Because of it’s spectacular views and relatively easy access it has become highly rated and very popular. Indeed it is a victim of its own success now as people flock to it. Thankfully the majority never venture far from the tour bus and just flirt with it’s southern flanks barely getting into the park. There are a variety of short days walks culminating in the 8 hour trek up to the base of the Torres del Paine viewpoint. There are two longer walks the so-called 5-day W-Track and the 8-day O-circuit (which incorporates the W).
The 8-day O circuit goes anti-clockwise round the whole massif. It goes up the relatively tranquil east and north side of the massif, crosses the John Garner pass, and then comes down to meet the W-Track at lago Grey on Day 4. This part of the walk is quiet compared to the southern sections of the W-Track and has much to recommend it.
However the east and north sections do not have the comfortable accomodations and fine dining of the W-Track. There are two nights where you have to camp or stay in a already pitched tent with hired sleeping bag and canteen food. The cleanliness of the sleeping bags and quality of this food are surprisingly good however.
Because the trek is so popular and CONAF (the park authorities) are limiting numbers booking is compulsory. The campsites and rifugios are run by 2 different companies, Fantastico Sur and Vertice who have no collaboration whatsoever. Indeed it is said the hardest thing about the whole O-circuit is booking the 7 consecutive nights, especially if you are using their camping equipment. We used a third party an agency called Denomades, to book ours and it was relatively easy with little surcharge.
There are now strict rules about keeping to the route and it is not uncommon to see hikers who have breached regulations or those trying to pull a fast one on the booking system being asked to leave or even escorted out of the park. It has perhaps been the case for a few decades, but earlier when numbers were not so high there was more leniency.
Indeed so 25 years ago I also did the O-circuit in 1996 and went off piste twice. One the first occasion I walked up the Ascencio Valley to the Japanese camp after a visit to the base of the Torres del Paine viewpoint, which was almost deserted.

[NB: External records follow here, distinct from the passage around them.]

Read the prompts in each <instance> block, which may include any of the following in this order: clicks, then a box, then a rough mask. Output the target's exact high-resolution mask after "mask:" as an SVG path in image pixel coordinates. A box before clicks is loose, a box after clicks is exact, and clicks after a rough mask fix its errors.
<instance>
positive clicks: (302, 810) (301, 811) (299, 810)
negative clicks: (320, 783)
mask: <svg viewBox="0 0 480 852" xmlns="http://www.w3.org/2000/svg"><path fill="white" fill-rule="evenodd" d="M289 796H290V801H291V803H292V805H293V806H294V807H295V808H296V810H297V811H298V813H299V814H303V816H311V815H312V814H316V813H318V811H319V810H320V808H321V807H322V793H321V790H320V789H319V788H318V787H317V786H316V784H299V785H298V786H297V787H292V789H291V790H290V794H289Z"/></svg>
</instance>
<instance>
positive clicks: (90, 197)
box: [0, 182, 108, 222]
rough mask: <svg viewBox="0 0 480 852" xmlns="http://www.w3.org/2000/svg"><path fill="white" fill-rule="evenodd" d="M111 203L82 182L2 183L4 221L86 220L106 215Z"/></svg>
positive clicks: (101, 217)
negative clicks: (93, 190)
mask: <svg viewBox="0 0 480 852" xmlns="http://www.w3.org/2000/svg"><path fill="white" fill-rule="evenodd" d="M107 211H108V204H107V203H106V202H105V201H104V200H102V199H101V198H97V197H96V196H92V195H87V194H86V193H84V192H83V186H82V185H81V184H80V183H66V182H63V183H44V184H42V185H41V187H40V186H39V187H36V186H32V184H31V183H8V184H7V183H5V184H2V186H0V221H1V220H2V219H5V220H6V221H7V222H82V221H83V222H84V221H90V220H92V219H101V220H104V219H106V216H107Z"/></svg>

The next day I wandered alone north from Japanese campsite across a large cold stream and up boulder slopes to a glacier. Here I put on my crampons and wove a route beside the odd crevasse to the top of the glacier just to the east of Cerro Oggioni to gain a pass, which was east of the so-called Oggioni Pass sometimes used today. The view was fantastic from here and I could see up the Valle del Silencio on one side of the ridge and down to Rifugio Dickson on the other as condors circled nearby. I then descended to Rifugio Dickson through scrub and kept quiet about my route on arrival.
From here I followed the normal O-Circuit over the John Garner Pass to Lago Grey and onto the Italian Camp and up to Campo Britanico in the Vallee del Frances. I spent the night surreptitiously camping at Campo Britanico and next morning I left the route and went up to the col between Valle del Frances and Valle del Silencio. This col was just on the south side of Cerro Fortaleza. I hoped to find a way down into Valle del Silencio, however there was a precipitous cliff which looked like it would have involved at least 3 rope lengths of abseiling so I had to retreat back down Valle del Frances and join the official route again. To do this now would require special permits.